WK Führungsunterstützung, 29. Mai – 1. Juni 2012

07.06.2012

«An Zulu 7 von KP – antworten.» Vor der Zivilschutzanlage am Asylweg in Zuchwil steht ein Tisch mit vielen Zetteln, Merkblättern, mehreren Telefonen und Funkgeräten. Eine Funkübung mit vier mobilen Kleingruppen und zwei fixen Standorten ist in vollem Gang. Thomas Hert, Chef Lage, instruiert per Funk eine der Gruppen über den weiteren Verlauf der Übung, befragt sie nach Kartensymbolen und lässt immer wieder den Blick über die vor ihm liegenden Listen schweifen. Auf dem Display seines Polycom, dem Handgerät der neusten Generation Funkgeräte, blinkt ein Schlüsselsymbol. Ein prüfender Blick auf den «Polycom-Spick», der Kurzanleitung für die Gerätebedienung, lässt den Schluss zu, dass es sich um die Verschlüsselung des Signals handeln muss.
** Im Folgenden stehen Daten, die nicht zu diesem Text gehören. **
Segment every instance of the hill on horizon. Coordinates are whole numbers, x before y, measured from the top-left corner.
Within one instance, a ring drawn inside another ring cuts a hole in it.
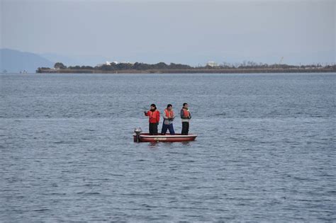
[[[52,67],[54,62],[35,53],[0,49],[0,72],[19,73],[26,70],[35,73],[38,67]]]

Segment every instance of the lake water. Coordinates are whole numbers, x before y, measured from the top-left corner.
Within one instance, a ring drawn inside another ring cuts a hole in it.
[[[0,81],[0,222],[336,221],[336,74]],[[196,141],[133,142],[184,102]]]

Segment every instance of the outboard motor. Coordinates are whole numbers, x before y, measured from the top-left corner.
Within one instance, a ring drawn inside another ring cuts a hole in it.
[[[139,137],[140,137],[140,135],[141,132],[142,132],[142,130],[141,130],[140,127],[136,127],[136,128],[134,129],[134,132],[135,133],[135,137],[134,138],[134,142],[140,142]]]

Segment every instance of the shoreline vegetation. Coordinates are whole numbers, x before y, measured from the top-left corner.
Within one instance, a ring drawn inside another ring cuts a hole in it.
[[[252,73],[326,73],[336,72],[336,64],[322,66],[318,64],[288,65],[257,64],[244,62],[240,64],[208,64],[203,67],[191,67],[186,64],[167,64],[164,62],[150,64],[145,63],[116,63],[90,66],[67,67],[61,62],[54,67],[39,67],[36,73],[47,74],[252,74]]]

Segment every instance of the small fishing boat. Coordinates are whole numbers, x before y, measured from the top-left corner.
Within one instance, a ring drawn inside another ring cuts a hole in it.
[[[150,135],[149,133],[141,133],[141,129],[137,128],[134,130],[133,139],[135,142],[189,142],[195,140],[197,135],[189,134],[187,135],[170,134]]]

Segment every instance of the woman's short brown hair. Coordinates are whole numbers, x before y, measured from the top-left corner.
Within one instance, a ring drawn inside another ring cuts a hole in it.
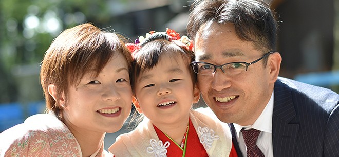
[[[88,23],[60,34],[46,51],[41,64],[40,79],[47,111],[52,111],[61,119],[59,100],[63,93],[67,98],[68,88],[79,84],[89,70],[99,75],[115,53],[120,53],[125,57],[130,72],[131,55],[121,38]],[[51,84],[56,88],[56,100],[48,93]]]

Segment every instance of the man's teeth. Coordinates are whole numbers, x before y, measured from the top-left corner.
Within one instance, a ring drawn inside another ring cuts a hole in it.
[[[173,104],[174,104],[175,103],[175,101],[166,101],[166,102],[162,102],[162,103],[158,104],[157,106],[162,107],[162,106],[171,106],[171,105],[173,105]]]
[[[215,100],[221,102],[228,102],[235,98],[236,96],[226,97],[224,98],[215,97]]]
[[[116,108],[114,109],[104,109],[99,110],[99,112],[103,114],[114,114],[119,111],[119,108]]]

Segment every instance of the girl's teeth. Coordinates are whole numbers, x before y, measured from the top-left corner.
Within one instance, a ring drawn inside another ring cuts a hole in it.
[[[114,114],[118,111],[119,111],[119,108],[116,108],[114,109],[101,109],[99,110],[99,112],[103,114]]]

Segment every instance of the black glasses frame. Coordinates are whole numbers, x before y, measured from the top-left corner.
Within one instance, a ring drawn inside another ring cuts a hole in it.
[[[245,71],[247,71],[247,68],[250,65],[251,65],[252,64],[253,64],[259,61],[260,60],[265,58],[265,57],[268,56],[269,55],[270,55],[270,54],[272,54],[274,52],[275,52],[275,51],[271,51],[267,53],[266,54],[265,54],[263,56],[262,56],[262,57],[260,57],[260,58],[259,58],[259,59],[257,59],[255,61],[252,61],[252,62],[251,62],[249,63],[247,63],[246,62],[235,62],[227,63],[225,63],[225,64],[223,64],[221,65],[214,65],[214,64],[211,64],[211,63],[201,62],[201,61],[193,61],[193,62],[191,62],[190,64],[191,64],[191,66],[192,66],[192,68],[193,68],[194,72],[195,72],[196,73],[197,73],[198,74],[200,74],[200,75],[201,75],[201,74],[198,73],[197,72],[195,71],[195,70],[194,70],[194,64],[195,64],[195,63],[204,63],[204,64],[209,64],[209,65],[210,65],[211,66],[214,66],[214,71],[213,71],[213,72],[212,74],[213,74],[213,73],[215,73],[215,71],[217,71],[217,69],[218,69],[218,68],[221,69],[221,71],[222,71],[222,72],[224,73],[226,73],[225,72],[225,71],[224,71],[223,69],[222,69],[222,66],[223,66],[225,65],[228,65],[228,64],[234,64],[234,63],[243,63],[243,64],[244,64],[246,66]]]

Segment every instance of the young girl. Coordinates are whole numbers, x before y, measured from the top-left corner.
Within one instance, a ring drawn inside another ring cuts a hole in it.
[[[131,61],[114,33],[90,24],[64,31],[41,65],[48,114],[0,134],[0,156],[111,156],[103,140],[130,113]]]
[[[228,156],[227,125],[191,109],[200,97],[190,65],[192,44],[186,36],[166,32],[152,32],[129,44],[135,59],[133,104],[145,117],[108,150],[117,157]]]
Die Funksprüche sind nur Bestandteil einer Übung und beinhalten keine brisanten Daten oder Fakten – die Übung geht weiter.

Diese Polycom-Handgeräte stellen für Mario Ljuca, Chef Telematik, aktuell eine Herausforderung dar. «Vor einem Jahr stellten wir fest, dass ein Betrieb vor dem KP in Zuchwil nur mit Einschränkungen bezüglich Reichweite und Sprachqualität möglich ist. Daraufhin haben wir den Zuständigen des Kantons informiert. Den Betrieb in der Gemeinde Luterbach testen wir dann nächstes Jahr in einer separaten Übung.»
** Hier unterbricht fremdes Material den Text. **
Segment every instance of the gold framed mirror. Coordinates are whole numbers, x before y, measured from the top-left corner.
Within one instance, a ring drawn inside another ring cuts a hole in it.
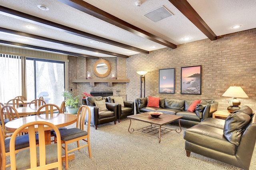
[[[93,72],[97,77],[106,77],[111,71],[110,64],[106,60],[98,60],[93,64]]]

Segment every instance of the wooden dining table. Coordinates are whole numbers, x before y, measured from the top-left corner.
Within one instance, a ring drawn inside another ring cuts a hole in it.
[[[32,101],[32,100],[22,100],[23,101],[23,102],[24,102],[24,104],[28,104],[30,103],[30,102]],[[4,104],[6,105],[7,104],[7,103],[4,103]],[[21,102],[20,104],[22,104],[22,103]],[[12,105],[12,102],[10,102],[8,104],[9,105]]]
[[[16,108],[16,110],[19,114],[19,116],[24,116],[31,115],[36,115],[38,109],[42,106],[30,106],[21,107]],[[54,111],[56,111],[58,109],[55,108]],[[45,111],[45,108],[43,108],[39,112],[39,114],[42,114]],[[4,112],[4,114],[5,111]]]
[[[5,129],[10,132],[14,132],[23,125],[35,121],[45,121],[51,123],[60,128],[71,125],[76,122],[77,116],[76,115],[68,113],[42,114],[20,117],[7,122],[5,124]],[[51,128],[45,127],[46,145],[51,143]],[[21,132],[28,132],[28,129],[25,129]]]

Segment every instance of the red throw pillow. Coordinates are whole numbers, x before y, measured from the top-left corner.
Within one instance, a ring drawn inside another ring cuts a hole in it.
[[[191,112],[194,112],[196,109],[196,105],[199,104],[201,102],[201,100],[195,100],[192,103],[192,104],[189,106],[188,108],[187,111]]]
[[[160,100],[160,98],[159,97],[148,96],[148,104],[147,105],[147,107],[159,107]]]

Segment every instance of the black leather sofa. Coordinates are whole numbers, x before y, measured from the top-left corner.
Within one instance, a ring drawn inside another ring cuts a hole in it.
[[[90,109],[90,123],[95,126],[96,129],[97,129],[97,126],[99,125],[112,121],[114,121],[115,125],[116,124],[118,111],[118,105],[114,104],[106,103],[106,105],[107,110],[99,111],[99,108],[96,106],[94,101],[103,100],[103,98],[102,96],[87,97],[85,99],[82,99],[82,104],[87,105]],[[88,122],[86,117],[85,118],[84,121],[85,122]]]
[[[242,107],[226,120],[208,118],[186,130],[187,156],[194,152],[248,170],[256,140],[256,117]]]
[[[157,111],[164,113],[183,116],[180,124],[190,126],[198,124],[203,120],[212,117],[212,113],[217,111],[218,102],[214,99],[202,100],[194,112],[187,111],[194,100],[182,100],[160,98],[159,107],[147,107],[147,98],[135,99],[136,114],[148,111]],[[174,122],[178,123],[178,121]]]
[[[114,103],[114,98],[118,97],[114,96],[110,96],[104,97],[106,102]],[[117,104],[118,106],[118,113],[117,119],[118,122],[120,123],[121,119],[126,118],[127,116],[134,114],[134,102],[124,101],[124,107],[122,107],[121,104]]]

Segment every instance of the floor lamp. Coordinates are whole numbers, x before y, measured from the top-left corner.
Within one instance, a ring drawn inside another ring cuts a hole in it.
[[[138,71],[136,72],[140,75],[140,98],[142,97],[142,90],[144,91],[143,95],[145,97],[145,74],[147,74],[147,71]],[[143,84],[143,85],[142,85]]]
Wenig später stösst Hansruedi Affolter, Zuständiger für Technik beim Amt für Militär und Bevölkerungsschutz, Fachbereich Zivilschutz, hinzu. «Wir haben die Störungsmeldung letztes Jahr erhalten und umgehend reagiert. Einzelne Geräte wurden in Reparatur gegeben.
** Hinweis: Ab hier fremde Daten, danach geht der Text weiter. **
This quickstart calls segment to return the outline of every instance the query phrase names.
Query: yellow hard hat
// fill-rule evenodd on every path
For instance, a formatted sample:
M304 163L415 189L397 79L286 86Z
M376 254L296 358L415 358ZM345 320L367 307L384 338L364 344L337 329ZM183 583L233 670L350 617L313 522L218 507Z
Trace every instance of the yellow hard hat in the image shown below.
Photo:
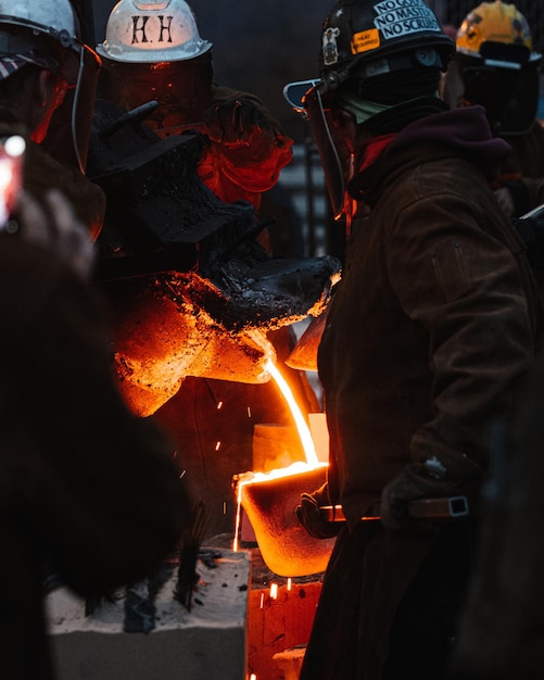
M479 53L483 42L520 45L532 50L531 29L514 4L482 2L467 14L457 32L457 50Z

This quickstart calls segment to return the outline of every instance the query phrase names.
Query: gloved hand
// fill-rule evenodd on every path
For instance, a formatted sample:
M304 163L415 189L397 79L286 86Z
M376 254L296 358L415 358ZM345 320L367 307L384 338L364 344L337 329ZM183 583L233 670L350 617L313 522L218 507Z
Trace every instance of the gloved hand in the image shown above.
M385 486L380 504L381 522L385 527L414 534L438 533L440 522L412 517L409 503L455 495L473 498L478 493L482 468L468 456L452 454L446 448L422 463L407 465Z
M331 505L327 482L313 493L301 493L301 504L295 508L296 517L309 536L315 539L331 539L340 531L340 525L321 517L321 505Z

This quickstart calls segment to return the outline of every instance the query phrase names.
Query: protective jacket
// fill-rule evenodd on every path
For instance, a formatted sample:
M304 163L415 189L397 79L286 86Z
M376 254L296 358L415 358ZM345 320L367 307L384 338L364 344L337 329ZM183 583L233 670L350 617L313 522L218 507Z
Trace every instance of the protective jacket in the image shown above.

Urban Wollschlegel, Betriebsleiter Polycom der Polizei Kanton Solothurn, ist ebenfalls eingetroffen. «Im Laufe des Frühlings wurde in Zusammenarbeit mit dem BABS die Funkfeldversorgung überprüft. Es konnten keine Unregelmässigkeiten festgestellt werden. Wir werden jetzt einzelne Funkgeräte der Servicestelle (RUAG) zusenden, damit diese Geräte geprüft werden können. Nach diesem Test können wir dann weitere Schlüsse ziehen.»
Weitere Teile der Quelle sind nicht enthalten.